Polling ballot issues is a tricky business, all the more so with marijuana-related issues, where responses can be heavily influenced by particular question wording. So in the same state, different polls with different question wording can yield radically different results even if fielded at similar times. Those caveats aside, here's what the latest numbers show.
In Arizona, a late-August Arizona Republic/Morrison/Cronkite News poll of 784 registered voters found that 50 percent supported marijuana legalization, 40 percent opposed it, and 10 percent remain undecided. That result is sharply at odds with a July poll of likely voters showing that only 39 percent said they favored the measure.
In California, a post-debate SurveyUSA poll of 751 likely voters found that Proposition 64, which would legalize, tax and regulate the sale of recreational marijuana, is supported by 52 percent of the electorate and opposed by 41 percent, with 6 percent undecided. This is a lower margin than some other recent polls there, which have pegged support at 60 percent or more.
Across the country in Massachusetts, the marijuana legalization measure there enjoys 53 percent support among likely voters, according to a recent WBZ-UMASS Amherst poll of 700 likely voters. Forty percent oppose it, while another 7 percent are unsure. That's also a turnaround from an earlier poll of 900 registered voters, which found only 41 percent supported the measure.
Up the coast in Maine, a late September poll of 505 likely voters found 53 percent support for the legalization measure, 38 percent opposed to it and 10 percent undecided. This number has been fairly stable since the spring.
A poll fielded last week of 500 likely voters in Nevada found the legalization measure there leading with 57 percent support, compared to 33 percent opposing it. That number is sharply at odds with a Review-Journal survey of 800 likely voters, fielded at the exact same time, which found the legalization measure leading by just 1 percentage point, well within the margin of error.

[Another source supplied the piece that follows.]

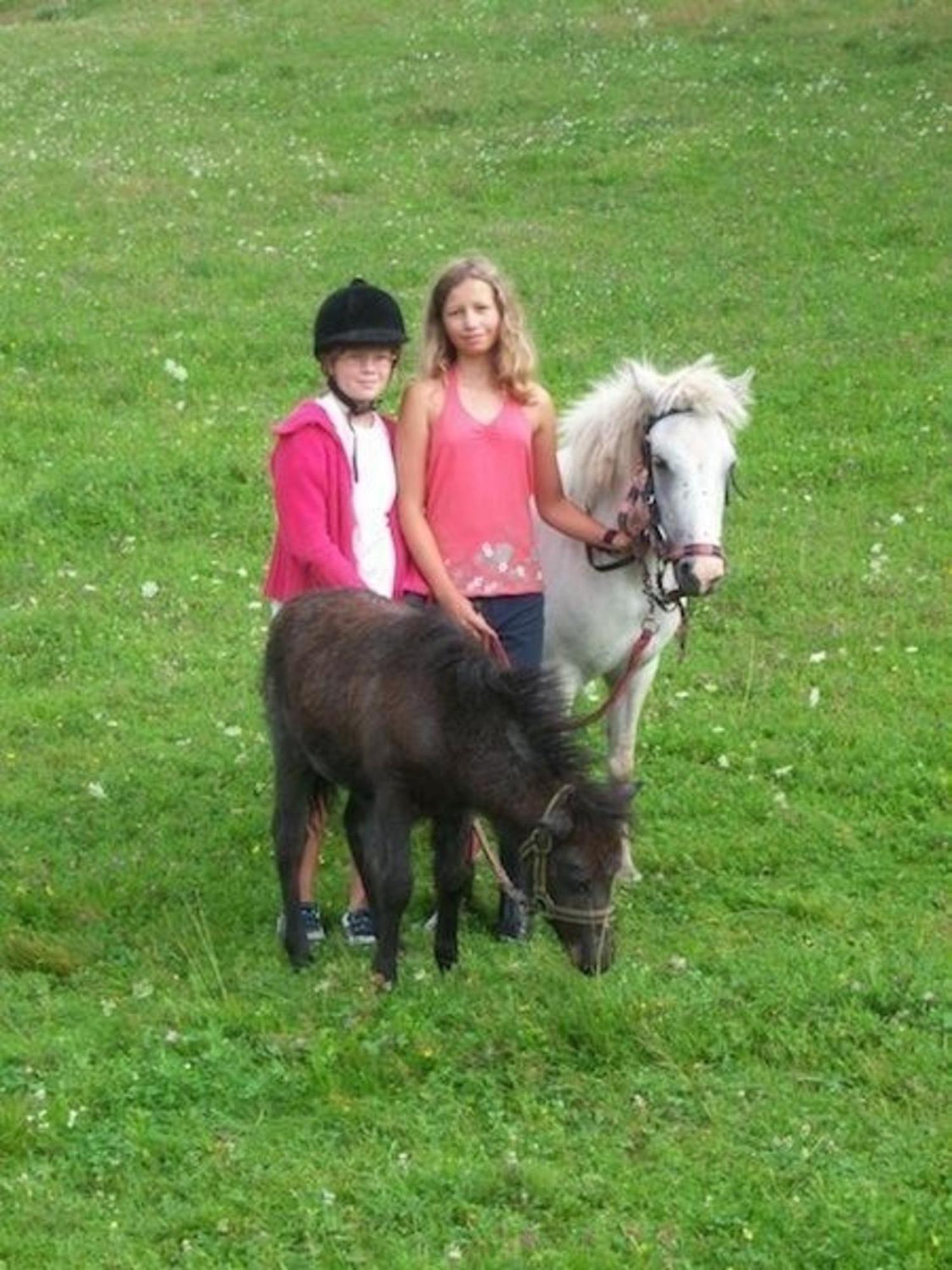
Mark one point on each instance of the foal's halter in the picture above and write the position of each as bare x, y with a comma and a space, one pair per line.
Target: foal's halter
536, 849
642, 520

"These poll numbers are not surprising," said Paul Armentano, deputy director of the National Organization for the Reform of Marijuana Laws, in an email. "Most Americans agree that the responsible adult use of cannabis ought not to be criminalized. The battle now is finding consensus regarding the details of how best to regulate this market."
Marijuana opponents, for their part, are optimistic about their chances. "If anything, the polls should give the opposition some comfort," said Kevin Sabet of the anti-legalization group Smart Approaches to Marijuana. "If you are not at 60 percent at this stage in the game, it usually spells trouble for ballot initiatives."
Sabet says his group is planning for a busy final month of the campaign season: "We plan to do much more in the next 30 days."